Note
Access to this page requires authorization. You can try signing in or changing directories.
Access to this page requires authorization. You can try changing directories.
Applies to: ✔️ Linux VMs ✔️ Windows VMs ✔️ Flexible scale sets ✔️ Uniform scale sets
Azure periodically updates its platform to improve the reliability, performance, and security of the host infrastructure for virtual machines. The purpose of these updates ranges from patching software components in the hosting environment to upgrading networking components or decommissioning hardware.
Updates rarely affect the hosted VMs. When updates do have an effect, Azure chooses the least impactful method for updates:
- If the update doesn't require a reboot, the VM is paused while the host is updated, or the VM is live-migrated to an already updated host.
- If maintenance requires a reboot, you're notified of the planned maintenance. Azure also provides a time window in which you can start the maintenance yourself, at a time that works for you. The self-maintenance window is typically 35 days (for Host machines) unless the maintenance is urgent. Azure is investing in technologies to reduce the number of cases in which planned platform maintenance requires the VMs to be rebooted. For instructions on managing planned maintenance, see Handling planned maintenance notifications using the Azure CLI, PowerShell or portal.
This page describes how Azure performs both types of maintenance. For more information about unplanned events (outages), see Manage the availability of VMs for Windows or the corresponding article for Linux.
Within a VM, you can get notifications about upcoming maintenance by using Scheduled Events for Windows or for Linux.
Maintenance that doesn't require a reboot
Most platform updates don't affect customer VMs. When a no-impact update isn't possible, Azure chooses the update mechanism that's least impactful to customer VMs.
When VM impacting maintenance is required it will almost always be completed through a VM pause for less than 10 seconds. In rare circumstances, no more than once every 18 months for general purpose VM sizes, Azure uses a mechanism that will pause the VM for about 30 seconds. After any pause operation the VM clock is automatically synchronized upon resume.

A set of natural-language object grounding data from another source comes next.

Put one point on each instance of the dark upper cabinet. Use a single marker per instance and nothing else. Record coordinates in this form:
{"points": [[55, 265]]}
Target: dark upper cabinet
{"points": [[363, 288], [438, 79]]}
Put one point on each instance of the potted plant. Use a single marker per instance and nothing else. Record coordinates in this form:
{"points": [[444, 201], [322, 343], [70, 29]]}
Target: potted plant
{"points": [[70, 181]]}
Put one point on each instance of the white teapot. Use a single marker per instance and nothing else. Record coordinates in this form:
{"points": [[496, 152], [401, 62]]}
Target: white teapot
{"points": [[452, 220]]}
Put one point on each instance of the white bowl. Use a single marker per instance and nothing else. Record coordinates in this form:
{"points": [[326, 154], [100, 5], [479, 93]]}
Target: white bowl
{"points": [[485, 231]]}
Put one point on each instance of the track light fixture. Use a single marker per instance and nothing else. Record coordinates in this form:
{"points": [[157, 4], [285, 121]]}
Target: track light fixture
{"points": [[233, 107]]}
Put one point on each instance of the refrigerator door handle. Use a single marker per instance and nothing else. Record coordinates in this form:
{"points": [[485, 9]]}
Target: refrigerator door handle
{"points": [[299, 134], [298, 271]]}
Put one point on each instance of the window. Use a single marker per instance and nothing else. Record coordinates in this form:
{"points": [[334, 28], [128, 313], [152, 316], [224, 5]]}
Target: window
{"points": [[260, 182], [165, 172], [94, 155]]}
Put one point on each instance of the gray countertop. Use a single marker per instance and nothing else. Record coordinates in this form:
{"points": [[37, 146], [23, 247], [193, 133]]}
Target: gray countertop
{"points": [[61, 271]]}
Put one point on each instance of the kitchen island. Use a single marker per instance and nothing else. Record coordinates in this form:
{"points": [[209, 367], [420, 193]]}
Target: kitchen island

Memory-preserving maintenance works for more than 90 percent of Azure VMs. It doesn't work for G, L, N, and H series. For more information, see which VM sizes support memory-preserving maintenance. Azure increasingly uses live-migration technologies and improves memory-preserving maintenance mechanisms to reduce the pause durations.
These maintenance operations that don't require a reboot are applied one fault domain at a time. They stop if they receive any warning health signals from platform monitoring tools. Maintenance operations that do not require a reboot may occur simultaneously in paired regions or Availability Zones. For a given change, the deployment are mostly sequenced across Availability Zones and across Region pairs, but there can be overlap at the tail.
These types of updates can affect some applications. When the VM is live-migrated to a different host, some sensitive workloads might show a slight performance degradation in the few minutes leading up to the VM pause. To prepare for VM maintenance and reduce impact during Azure maintenance, try using Scheduled Events for Windows or Linux for such applications.
For greater control on all maintenance activities including zero-impact and rebootless updates, you can create a Maintenance Configuration feature. Creating a Maintenance Configuration gives you the option to skip all platform updates and apply the updates at your choice of time. For more information, see Managing platform updates with Maintenance Configurations.
Live migration
Live migration is an operation that doesn't require a reboot and that preserves memory for the VM. It causes a pause or freeze, typically lasting no more than 5 seconds. Except for G, L, N, and H series, all infrastructure as a service (IaaS) VMs, are eligible for live migration. Live migration is available on majority of M-Series SKUs. Eligible VMs represent more than 90 percent of the IaaS VMs that are deployed to the Azure fleet.
Note
You won't receive a notification in the Azure portal for live migration operations that were attempted or don't require a reboot. To see a list of live migrations that don't require a reboot, query for scheduled events.
Live migration is performed on a best effort basis. In some rare cases, live migration may not succeed and the VM will be scheduled to be Service Healed, if required, prior to notification. Live migration is not a guaranteed operation.
The Azure platform triggers live migration in the following scenarios:
- Planned maintenance
- Hardware failure
- Allocation optimizations
Some planned-maintenance scenarios use live migration, and you can use Scheduled Events to know in advance when live migration operations will start.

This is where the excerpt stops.